Provided by The South African SME Toolkit, an information portal for South African entrepreneurs.
The fact that the SME sector is a tough industry to break into does not seem to deter the average young entrepreneur. But are big ideas, determination, passion and the will to succeed enough to be truly successful or could your age and a lack of higher education be your downfall?
This generation of school-leavers is probably facing the greatest obstacle to entering the working world. High unemployment levels, lack of work experience and the high price of tertiary education means that more and more young people are trying to start their own businesses.
If you fall into this group, do you have what it takes to make it big? Anyone can become an entrepreneur, no matter what their age, background or education level. But what makes a truly successful entrepreneur?
The personal qualities of successful entrepreneurs
Most entrepreneurs have certain character traits that stand them in good stead for the rollercoaster ride that is running a small business. These include:
Savvy - Those who have made it to the top all seem to have intuitive good judgement when making business decisions. This goes further than just having the business degrees or diplomas. It's more about common sense and instinct, combined with the ability to learn from the past, look ahead and focus on tomorrow.
Drive: Successful entrepreneurs are highly motivated and they're not prepared to settle for second best.
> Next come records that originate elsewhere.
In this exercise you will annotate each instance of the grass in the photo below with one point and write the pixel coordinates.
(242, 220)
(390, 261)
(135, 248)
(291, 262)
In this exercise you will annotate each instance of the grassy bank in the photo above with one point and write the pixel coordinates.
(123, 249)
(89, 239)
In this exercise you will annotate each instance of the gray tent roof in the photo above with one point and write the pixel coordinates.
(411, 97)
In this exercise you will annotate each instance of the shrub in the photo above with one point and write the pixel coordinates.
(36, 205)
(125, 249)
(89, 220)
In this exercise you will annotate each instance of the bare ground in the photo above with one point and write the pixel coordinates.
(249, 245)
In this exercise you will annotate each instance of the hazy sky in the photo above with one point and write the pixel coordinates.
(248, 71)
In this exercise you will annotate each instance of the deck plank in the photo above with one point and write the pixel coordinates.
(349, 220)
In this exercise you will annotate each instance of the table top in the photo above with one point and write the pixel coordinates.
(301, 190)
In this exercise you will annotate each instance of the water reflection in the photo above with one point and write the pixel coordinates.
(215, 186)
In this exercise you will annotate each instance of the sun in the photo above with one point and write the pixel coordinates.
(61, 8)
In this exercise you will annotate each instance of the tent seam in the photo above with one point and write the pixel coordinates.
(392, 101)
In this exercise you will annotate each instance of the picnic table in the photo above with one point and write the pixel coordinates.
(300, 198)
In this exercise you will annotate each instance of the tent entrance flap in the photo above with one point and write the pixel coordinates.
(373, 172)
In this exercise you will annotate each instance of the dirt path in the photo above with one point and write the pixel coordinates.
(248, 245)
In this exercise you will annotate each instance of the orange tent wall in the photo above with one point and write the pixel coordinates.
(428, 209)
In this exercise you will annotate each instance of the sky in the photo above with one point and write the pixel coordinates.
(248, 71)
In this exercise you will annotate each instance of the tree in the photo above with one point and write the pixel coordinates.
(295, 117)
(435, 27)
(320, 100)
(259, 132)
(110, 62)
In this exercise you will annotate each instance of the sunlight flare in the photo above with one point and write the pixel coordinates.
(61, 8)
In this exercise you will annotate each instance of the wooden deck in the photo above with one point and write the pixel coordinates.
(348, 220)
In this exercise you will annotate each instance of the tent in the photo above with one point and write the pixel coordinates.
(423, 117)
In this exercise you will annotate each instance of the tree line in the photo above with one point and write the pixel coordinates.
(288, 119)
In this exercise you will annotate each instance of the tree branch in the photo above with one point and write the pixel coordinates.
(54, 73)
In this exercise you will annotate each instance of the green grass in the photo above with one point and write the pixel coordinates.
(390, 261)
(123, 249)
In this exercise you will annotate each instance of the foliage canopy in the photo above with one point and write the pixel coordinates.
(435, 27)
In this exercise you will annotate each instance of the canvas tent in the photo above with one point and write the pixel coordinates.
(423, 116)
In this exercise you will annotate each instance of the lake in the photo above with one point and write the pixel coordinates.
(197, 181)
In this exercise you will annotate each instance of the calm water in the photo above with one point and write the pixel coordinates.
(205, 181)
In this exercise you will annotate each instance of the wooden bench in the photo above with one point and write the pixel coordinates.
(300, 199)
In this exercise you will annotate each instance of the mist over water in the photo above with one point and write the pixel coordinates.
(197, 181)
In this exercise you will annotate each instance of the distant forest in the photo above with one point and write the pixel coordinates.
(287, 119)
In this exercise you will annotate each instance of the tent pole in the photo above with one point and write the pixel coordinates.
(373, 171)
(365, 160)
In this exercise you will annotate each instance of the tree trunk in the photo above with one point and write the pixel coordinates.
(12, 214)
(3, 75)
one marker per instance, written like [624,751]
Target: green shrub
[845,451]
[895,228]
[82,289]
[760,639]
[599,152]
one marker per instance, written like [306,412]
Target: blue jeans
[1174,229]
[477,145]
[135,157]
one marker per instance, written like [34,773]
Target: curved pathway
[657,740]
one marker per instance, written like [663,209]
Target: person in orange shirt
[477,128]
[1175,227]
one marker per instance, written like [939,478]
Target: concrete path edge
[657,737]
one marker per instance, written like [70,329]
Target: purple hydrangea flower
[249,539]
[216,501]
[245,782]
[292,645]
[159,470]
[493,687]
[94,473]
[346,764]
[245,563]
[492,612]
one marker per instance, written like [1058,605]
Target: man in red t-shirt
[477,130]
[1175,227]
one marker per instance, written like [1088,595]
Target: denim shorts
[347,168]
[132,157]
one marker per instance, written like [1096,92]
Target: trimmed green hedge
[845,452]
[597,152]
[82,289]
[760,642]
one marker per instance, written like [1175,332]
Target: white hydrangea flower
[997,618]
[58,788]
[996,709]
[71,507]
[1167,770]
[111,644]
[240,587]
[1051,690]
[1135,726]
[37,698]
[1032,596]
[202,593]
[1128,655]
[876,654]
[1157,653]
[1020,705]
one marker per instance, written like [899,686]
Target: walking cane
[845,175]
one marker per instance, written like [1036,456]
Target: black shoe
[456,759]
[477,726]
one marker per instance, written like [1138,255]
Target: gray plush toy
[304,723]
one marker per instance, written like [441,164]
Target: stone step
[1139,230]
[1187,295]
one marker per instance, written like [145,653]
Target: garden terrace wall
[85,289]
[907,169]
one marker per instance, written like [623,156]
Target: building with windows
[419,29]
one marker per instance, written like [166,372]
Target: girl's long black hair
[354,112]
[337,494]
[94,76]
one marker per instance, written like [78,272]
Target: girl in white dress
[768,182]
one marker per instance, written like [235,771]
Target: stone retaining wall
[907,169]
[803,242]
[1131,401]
Coupled with that, is the confidence that they have both the ability to do so, and that if they don't necessarily have the skills, they'll make a plan to acquire them.
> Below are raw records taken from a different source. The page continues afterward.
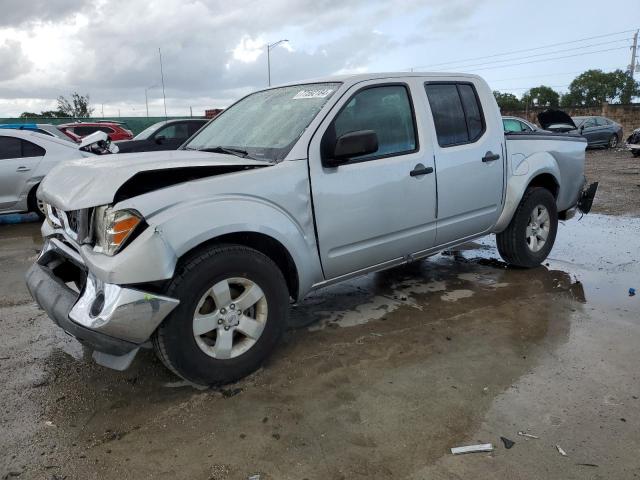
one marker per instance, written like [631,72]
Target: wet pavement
[377,378]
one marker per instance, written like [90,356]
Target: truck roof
[363,77]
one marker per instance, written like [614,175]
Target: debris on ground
[482,447]
[507,443]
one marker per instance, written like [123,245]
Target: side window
[173,131]
[194,127]
[10,148]
[32,150]
[457,114]
[511,125]
[524,127]
[471,105]
[387,111]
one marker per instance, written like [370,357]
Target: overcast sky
[214,51]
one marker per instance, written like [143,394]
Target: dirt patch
[619,175]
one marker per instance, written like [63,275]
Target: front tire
[529,238]
[234,305]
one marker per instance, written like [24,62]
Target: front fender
[523,171]
[188,225]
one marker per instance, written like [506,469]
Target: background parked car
[26,157]
[599,131]
[633,142]
[115,130]
[517,124]
[44,128]
[166,135]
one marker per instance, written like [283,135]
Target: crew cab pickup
[198,252]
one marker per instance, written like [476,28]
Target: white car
[25,158]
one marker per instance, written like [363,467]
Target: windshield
[266,124]
[147,132]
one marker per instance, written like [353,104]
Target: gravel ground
[619,175]
[377,378]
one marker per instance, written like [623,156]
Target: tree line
[77,107]
[589,89]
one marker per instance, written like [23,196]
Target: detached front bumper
[110,319]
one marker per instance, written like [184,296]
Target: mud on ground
[376,378]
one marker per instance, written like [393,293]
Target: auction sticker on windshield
[313,93]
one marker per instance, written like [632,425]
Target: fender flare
[521,176]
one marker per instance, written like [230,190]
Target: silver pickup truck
[198,252]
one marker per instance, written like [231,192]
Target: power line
[524,50]
[545,53]
[551,59]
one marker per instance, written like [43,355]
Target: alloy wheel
[230,318]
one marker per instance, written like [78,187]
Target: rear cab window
[457,112]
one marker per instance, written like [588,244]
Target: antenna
[164,98]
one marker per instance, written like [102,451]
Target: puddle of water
[594,260]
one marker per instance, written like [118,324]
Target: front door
[18,160]
[378,208]
[469,160]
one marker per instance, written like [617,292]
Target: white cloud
[248,50]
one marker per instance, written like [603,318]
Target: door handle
[420,170]
[490,157]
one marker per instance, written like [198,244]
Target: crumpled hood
[89,182]
[551,117]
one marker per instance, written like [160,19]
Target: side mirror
[352,144]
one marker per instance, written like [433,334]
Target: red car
[115,130]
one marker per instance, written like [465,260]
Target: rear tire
[36,206]
[529,238]
[234,305]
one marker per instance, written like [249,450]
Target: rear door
[373,211]
[18,159]
[469,160]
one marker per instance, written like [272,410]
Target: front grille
[73,220]
[76,223]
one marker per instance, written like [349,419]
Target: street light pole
[146,97]
[271,46]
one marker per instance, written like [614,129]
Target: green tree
[541,96]
[45,114]
[78,107]
[507,101]
[591,88]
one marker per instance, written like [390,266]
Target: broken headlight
[113,228]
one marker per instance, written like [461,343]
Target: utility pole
[164,98]
[271,46]
[634,49]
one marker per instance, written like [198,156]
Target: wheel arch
[261,242]
[546,180]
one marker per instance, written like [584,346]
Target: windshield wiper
[238,152]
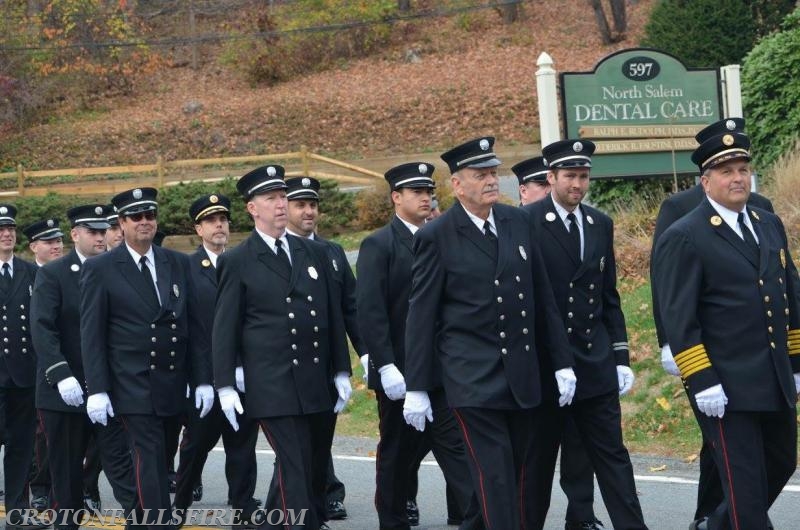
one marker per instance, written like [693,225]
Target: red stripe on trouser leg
[477,466]
[730,478]
[280,469]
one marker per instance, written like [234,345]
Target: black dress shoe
[412,512]
[29,522]
[336,510]
[584,525]
[40,503]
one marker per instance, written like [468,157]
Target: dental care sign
[642,108]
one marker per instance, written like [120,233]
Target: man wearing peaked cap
[114,231]
[55,330]
[303,214]
[532,177]
[17,371]
[384,281]
[714,267]
[278,289]
[577,242]
[46,240]
[211,217]
[709,488]
[478,300]
[142,339]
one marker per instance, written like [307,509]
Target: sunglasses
[138,216]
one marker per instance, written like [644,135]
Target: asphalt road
[667,496]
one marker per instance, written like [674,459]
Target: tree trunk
[602,23]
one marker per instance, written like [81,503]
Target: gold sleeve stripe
[692,360]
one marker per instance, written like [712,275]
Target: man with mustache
[143,340]
[479,300]
[727,293]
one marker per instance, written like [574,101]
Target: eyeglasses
[138,216]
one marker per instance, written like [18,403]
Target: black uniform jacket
[56,330]
[673,208]
[18,364]
[731,315]
[384,283]
[143,355]
[289,330]
[586,294]
[476,315]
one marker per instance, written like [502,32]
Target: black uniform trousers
[302,447]
[200,437]
[397,449]
[598,424]
[756,454]
[498,444]
[68,435]
[18,422]
[146,439]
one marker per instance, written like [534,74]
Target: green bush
[770,91]
[297,38]
[709,33]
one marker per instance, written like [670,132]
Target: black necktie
[5,279]
[747,234]
[148,278]
[574,236]
[487,231]
[282,256]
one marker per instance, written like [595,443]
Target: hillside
[471,80]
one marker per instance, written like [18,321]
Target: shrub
[770,90]
[709,33]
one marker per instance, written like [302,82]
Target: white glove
[625,378]
[393,382]
[712,401]
[240,379]
[230,404]
[416,408]
[365,366]
[566,381]
[204,397]
[668,361]
[71,391]
[99,408]
[342,384]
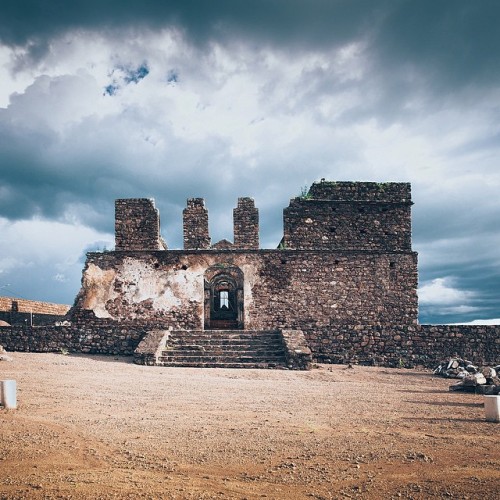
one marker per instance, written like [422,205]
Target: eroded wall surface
[282,289]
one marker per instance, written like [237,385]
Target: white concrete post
[8,397]
[492,408]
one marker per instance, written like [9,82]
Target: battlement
[137,225]
[388,192]
[350,216]
[330,216]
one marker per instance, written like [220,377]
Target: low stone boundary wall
[404,346]
[117,340]
[297,352]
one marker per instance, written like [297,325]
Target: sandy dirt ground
[102,427]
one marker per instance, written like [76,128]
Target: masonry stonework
[195,218]
[246,224]
[341,287]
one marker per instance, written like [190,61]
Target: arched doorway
[223,298]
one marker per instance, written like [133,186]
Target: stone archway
[223,298]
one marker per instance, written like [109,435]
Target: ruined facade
[340,287]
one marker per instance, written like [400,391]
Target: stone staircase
[223,349]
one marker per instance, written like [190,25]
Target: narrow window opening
[224,299]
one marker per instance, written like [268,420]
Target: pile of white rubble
[481,380]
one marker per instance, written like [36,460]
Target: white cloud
[440,291]
[39,252]
[494,321]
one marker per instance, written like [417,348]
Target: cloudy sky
[225,98]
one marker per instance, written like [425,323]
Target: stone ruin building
[341,287]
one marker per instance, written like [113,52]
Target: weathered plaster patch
[166,289]
[98,286]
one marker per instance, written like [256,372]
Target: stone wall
[27,312]
[94,337]
[389,345]
[348,216]
[195,225]
[410,345]
[282,289]
[137,225]
[246,224]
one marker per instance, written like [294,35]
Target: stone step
[225,344]
[224,348]
[237,358]
[187,364]
[220,354]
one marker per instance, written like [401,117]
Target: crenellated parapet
[137,225]
[350,216]
[195,225]
[246,224]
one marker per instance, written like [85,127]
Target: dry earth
[102,427]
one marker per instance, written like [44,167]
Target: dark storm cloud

Hard workers: No matter how confident and passionate you are, your venture probably won't flourish if you're not willing to work harder than most.
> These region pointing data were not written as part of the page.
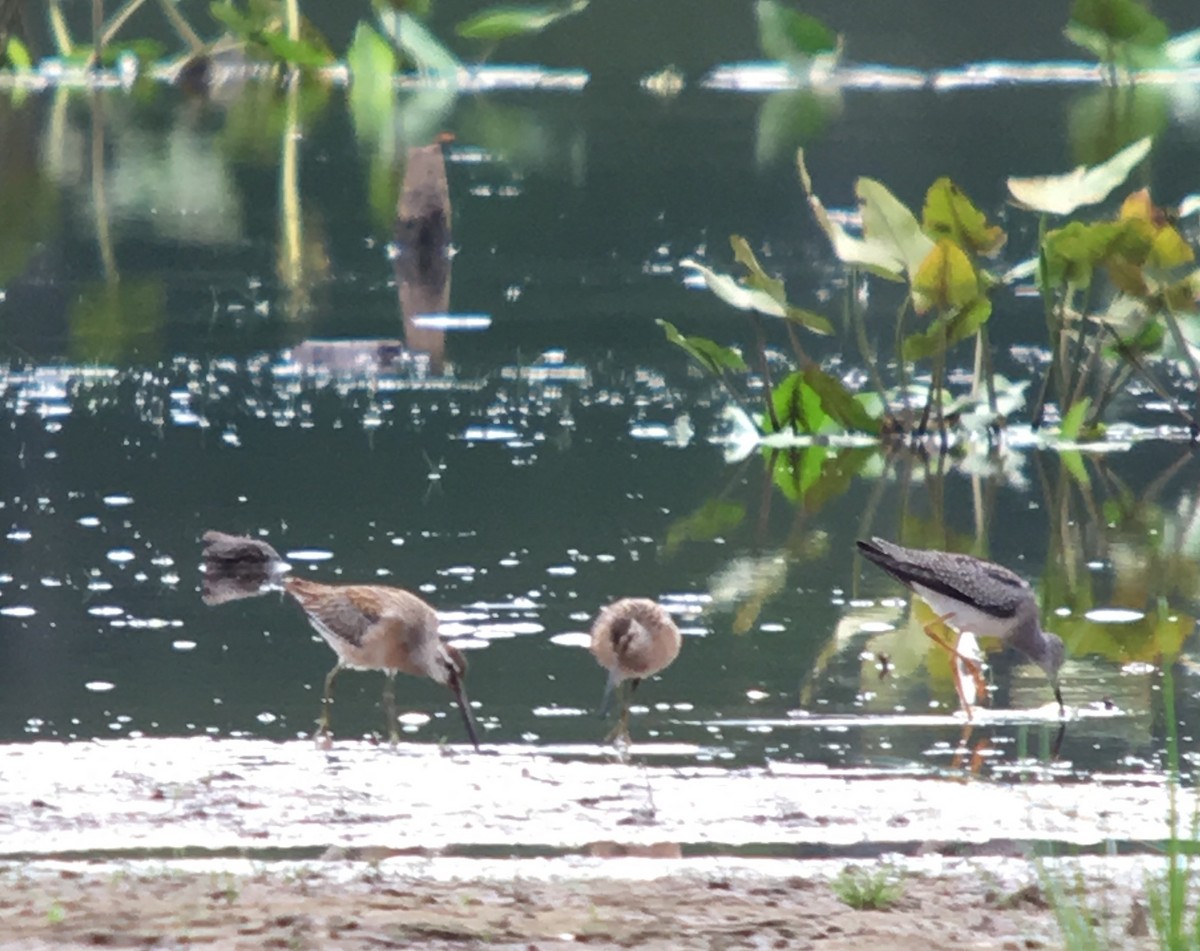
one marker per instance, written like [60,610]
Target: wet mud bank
[239,843]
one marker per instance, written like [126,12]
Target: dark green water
[157,383]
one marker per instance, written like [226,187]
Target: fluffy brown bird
[633,639]
[372,627]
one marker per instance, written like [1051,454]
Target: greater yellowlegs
[633,639]
[975,596]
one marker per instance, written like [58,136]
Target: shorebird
[975,596]
[373,627]
[633,639]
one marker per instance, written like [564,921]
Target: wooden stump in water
[423,235]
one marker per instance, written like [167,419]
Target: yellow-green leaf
[946,279]
[949,214]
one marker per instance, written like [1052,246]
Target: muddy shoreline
[240,843]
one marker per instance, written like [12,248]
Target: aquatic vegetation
[868,890]
[943,258]
[1126,36]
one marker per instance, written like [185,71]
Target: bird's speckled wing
[981,584]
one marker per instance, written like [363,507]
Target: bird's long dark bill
[465,706]
[610,688]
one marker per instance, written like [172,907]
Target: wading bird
[372,627]
[633,639]
[975,596]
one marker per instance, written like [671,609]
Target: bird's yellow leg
[931,633]
[619,734]
[389,709]
[327,701]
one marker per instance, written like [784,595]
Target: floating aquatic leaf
[1182,49]
[871,255]
[717,518]
[1120,22]
[949,214]
[887,221]
[797,406]
[946,332]
[762,281]
[1061,195]
[792,118]
[1073,423]
[713,357]
[413,37]
[816,474]
[791,36]
[17,54]
[946,280]
[504,22]
[735,294]
[372,61]
[839,402]
[1073,252]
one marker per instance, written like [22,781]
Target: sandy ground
[249,844]
[304,907]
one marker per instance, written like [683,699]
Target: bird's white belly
[964,616]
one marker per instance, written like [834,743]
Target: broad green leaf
[372,59]
[946,280]
[756,277]
[1061,195]
[857,252]
[1073,252]
[713,357]
[797,406]
[888,221]
[1073,422]
[792,118]
[17,54]
[945,333]
[839,402]
[1169,250]
[790,36]
[816,474]
[809,320]
[1073,461]
[773,287]
[735,294]
[372,94]
[949,214]
[714,519]
[505,22]
[413,37]
[1127,55]
[1120,21]
[1182,49]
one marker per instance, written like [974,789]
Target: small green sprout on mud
[868,889]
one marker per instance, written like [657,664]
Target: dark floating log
[238,567]
[423,240]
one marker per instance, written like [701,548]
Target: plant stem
[864,348]
[1182,344]
[117,23]
[1159,389]
[59,28]
[181,25]
[293,19]
[901,368]
[761,341]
Inability to accept the status quo: Where others see problems, the entrepreneur sees opportunity. They aren't afraid to take a calculated risk, even if that means standing alone. Therefore, they also have to be resourceful in order to find solutions to problems.
Strong leadership: It takes a skilled leader to run a small business, where there is often a lot of uncertainty and tough competition. In this intimate setting, their leadership abilities are constantly being scrutinised and tested.
Passion: An enthusiasm for what they are doing and their competitive nature gives would-be business tycoons energy that the rest of us would love to have.
Is education important?
Knowledge and skill are vital when it comes to running a lucrative small business. Yes, the passion, drive and confidence counts for alot, but if you don't have the know-how, you're going to struggle.
Having said that, a degree or MBA does not automatically guarantee you success either, so how you acquire the knowledge is probably less important.
When you start out, be aware of what your strengths and weaknesses are. Once you've identified those weaknesses, start working on a plan to address them. This could mean asking an expert in the field to mentor you , finding quick courses you can do to give yourself some background or even hiring people who have the skills you lack and learning what you can from them.
Whether entrepreneurship is something you're born with or something you learn is debatable and opinions vary. From what we've seen in this article, it seems that it's a little bit of both.